Il Pegasus, un sofisticatissimo software di spionaggio, è prodotto dal NSO Group, nato nel 2010 con 500 dipendenti e ha la propria sede a Herzliya, a nord di Tel Aviv. I fondatori, Omri Lavie, Shalev Hulio e Niv Carmi provengono tutti dall’Unità 8200, il reparto informatico delle forze armate israeliane che ha l’incarico di sorvegliare elettronicamente “ogni aspetto della vita palestinese”. Le competenze acquisite nell’Unità 8200 sono poi state sfruttare in campo commerciale, con profitti altissimi. La compagnia israeliana difende il proprio operato facendo notare che Pegasus è venduto ad agenzie governative e forze dell’ordine che sono responsabili del suo utilizzo.
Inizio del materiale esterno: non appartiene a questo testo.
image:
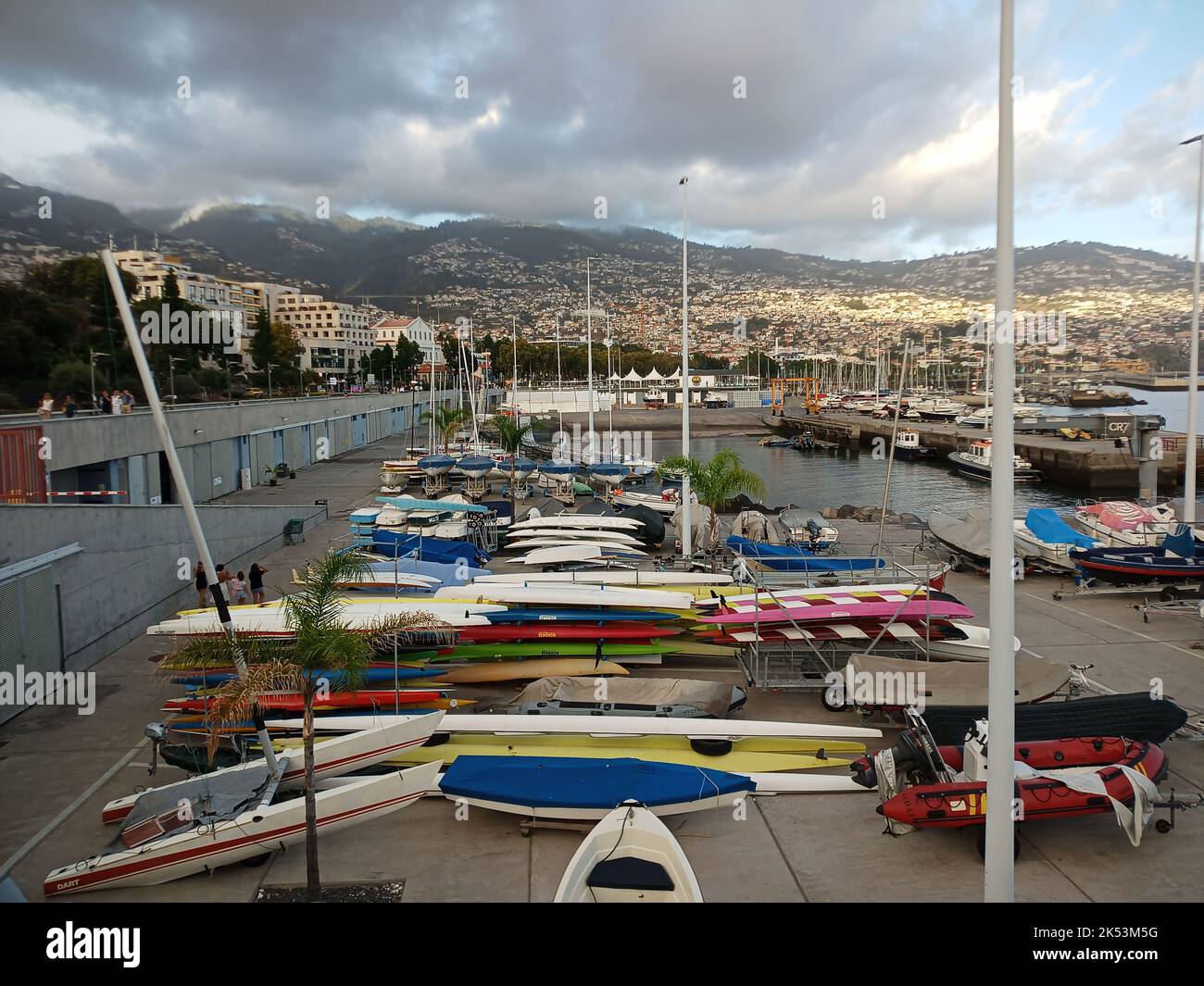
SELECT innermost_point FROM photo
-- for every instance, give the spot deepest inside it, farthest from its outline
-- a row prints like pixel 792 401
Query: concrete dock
pixel 58 768
pixel 1087 465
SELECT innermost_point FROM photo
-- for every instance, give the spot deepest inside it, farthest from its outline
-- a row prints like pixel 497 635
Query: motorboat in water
pixel 975 461
pixel 907 445
pixel 1123 524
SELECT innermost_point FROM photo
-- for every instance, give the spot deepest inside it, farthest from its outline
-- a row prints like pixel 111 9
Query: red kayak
pixel 618 630
pixel 958 805
pixel 292 701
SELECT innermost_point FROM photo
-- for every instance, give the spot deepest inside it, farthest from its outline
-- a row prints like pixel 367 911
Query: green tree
pixel 512 436
pixel 717 483
pixel 321 649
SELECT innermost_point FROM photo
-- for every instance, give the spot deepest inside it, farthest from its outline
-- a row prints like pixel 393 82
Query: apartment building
pixel 332 335
pixel 388 330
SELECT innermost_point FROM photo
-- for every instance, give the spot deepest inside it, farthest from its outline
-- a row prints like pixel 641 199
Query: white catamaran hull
pixel 629 832
pixel 252 833
pixel 370 744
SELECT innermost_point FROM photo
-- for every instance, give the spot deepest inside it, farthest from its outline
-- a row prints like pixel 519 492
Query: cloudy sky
pixel 533 109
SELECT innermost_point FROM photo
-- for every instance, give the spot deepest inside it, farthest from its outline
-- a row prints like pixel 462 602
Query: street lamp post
pixel 685 380
pixel 998 855
pixel 1193 371
pixel 171 375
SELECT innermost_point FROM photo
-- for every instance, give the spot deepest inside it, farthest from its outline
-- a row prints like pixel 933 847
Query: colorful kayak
pixel 741 761
pixel 548 616
pixel 293 702
pixel 514 652
pixel 525 670
pixel 208 680
pixel 919 609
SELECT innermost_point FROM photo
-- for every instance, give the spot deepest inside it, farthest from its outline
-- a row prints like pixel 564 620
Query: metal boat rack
pixel 809 665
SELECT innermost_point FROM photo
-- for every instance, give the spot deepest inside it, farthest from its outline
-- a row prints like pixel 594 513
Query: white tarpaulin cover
pixel 713 697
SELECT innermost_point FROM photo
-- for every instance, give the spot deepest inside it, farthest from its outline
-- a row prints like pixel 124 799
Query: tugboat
pixel 907 445
pixel 975 461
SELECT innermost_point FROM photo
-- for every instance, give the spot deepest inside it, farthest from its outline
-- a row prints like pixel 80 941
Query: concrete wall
pixel 128 574
pixel 217 443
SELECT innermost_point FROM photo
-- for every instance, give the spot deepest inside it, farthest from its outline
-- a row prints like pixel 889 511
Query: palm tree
pixel 321 643
pixel 446 421
pixel 717 483
pixel 510 436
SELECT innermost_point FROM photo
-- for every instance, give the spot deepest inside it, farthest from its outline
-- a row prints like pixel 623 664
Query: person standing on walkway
pixel 237 589
pixel 257 583
pixel 203 584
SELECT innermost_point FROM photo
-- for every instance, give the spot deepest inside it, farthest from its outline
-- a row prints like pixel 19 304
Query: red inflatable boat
pixel 930 800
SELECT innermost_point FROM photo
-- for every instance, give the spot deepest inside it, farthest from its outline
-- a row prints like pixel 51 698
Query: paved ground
pixel 58 768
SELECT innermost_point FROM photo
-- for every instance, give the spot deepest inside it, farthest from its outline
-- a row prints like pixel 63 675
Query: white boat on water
pixel 975 461
pixel 1043 536
pixel 937 408
pixel 270 619
pixel 629 857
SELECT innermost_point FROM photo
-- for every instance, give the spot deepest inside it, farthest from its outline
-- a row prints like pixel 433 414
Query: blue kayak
pixel 369 676
pixel 598 616
pixel 579 782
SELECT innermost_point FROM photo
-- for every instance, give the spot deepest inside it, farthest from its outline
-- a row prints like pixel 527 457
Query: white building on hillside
pixel 332 335
pixel 389 330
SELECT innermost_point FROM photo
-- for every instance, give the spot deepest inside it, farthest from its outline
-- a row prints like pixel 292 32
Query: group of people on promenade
pixel 235 586
pixel 119 402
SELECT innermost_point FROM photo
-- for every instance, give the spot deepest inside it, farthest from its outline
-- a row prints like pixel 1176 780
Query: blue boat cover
pixel 582 782
pixel 446 574
pixel 790 557
pixel 1047 525
pixel 538 614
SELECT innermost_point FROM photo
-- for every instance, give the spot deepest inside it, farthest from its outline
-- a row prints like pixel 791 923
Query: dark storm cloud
pixel 567 101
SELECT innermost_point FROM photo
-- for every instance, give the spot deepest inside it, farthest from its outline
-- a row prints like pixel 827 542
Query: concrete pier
pixel 1087 465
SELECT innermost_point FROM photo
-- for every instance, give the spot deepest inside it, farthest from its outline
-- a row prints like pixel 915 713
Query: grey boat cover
pixel 758 526
pixel 963 682
pixel 972 535
pixel 711 697
pixel 699 526
pixel 1135 717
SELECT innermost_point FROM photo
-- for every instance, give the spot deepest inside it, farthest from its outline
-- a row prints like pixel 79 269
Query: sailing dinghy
pixel 630 857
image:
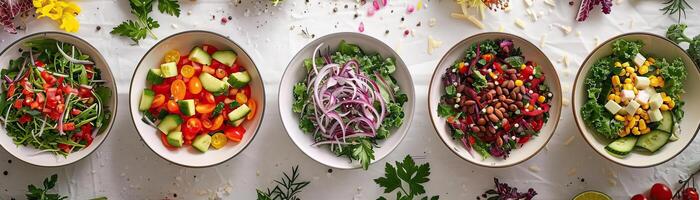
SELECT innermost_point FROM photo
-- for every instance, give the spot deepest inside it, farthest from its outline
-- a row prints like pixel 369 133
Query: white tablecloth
pixel 124 168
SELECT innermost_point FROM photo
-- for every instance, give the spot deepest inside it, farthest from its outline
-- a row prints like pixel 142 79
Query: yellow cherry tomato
pixel 171 56
pixel 187 71
pixel 194 86
pixel 178 89
pixel 218 140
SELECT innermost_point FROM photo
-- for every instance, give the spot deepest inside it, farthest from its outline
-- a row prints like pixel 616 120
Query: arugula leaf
pixel 405 173
pixel 170 7
pixel 364 153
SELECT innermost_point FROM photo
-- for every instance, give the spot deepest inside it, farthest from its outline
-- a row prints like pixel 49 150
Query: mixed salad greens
pixel 349 100
pixel 200 99
pixel 634 99
pixel 494 99
pixel 53 98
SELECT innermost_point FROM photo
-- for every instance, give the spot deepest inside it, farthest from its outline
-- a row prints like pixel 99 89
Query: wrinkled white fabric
pixel 124 168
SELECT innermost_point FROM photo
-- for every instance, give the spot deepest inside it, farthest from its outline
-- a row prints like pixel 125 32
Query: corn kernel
pixel 616 80
pixel 619 118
Secondo il proprio sito, l’NSO Group è in prima linea nella lotta contro “terroristi, narcotrafficanti, pedofili e altri criminali”. In pratica, però, tra gli acquirenti di Pegasus ci sono governi autoritari o dittature vere e proprie che usano il sistema per colpire dissidenti, attivisti per i diritti umani, giornalisti e oppositori politici, tanto che molte istituzioni che si occupano di diritti umani hanno richiesto che alcune delle attività dell’NSO Group siano fermate.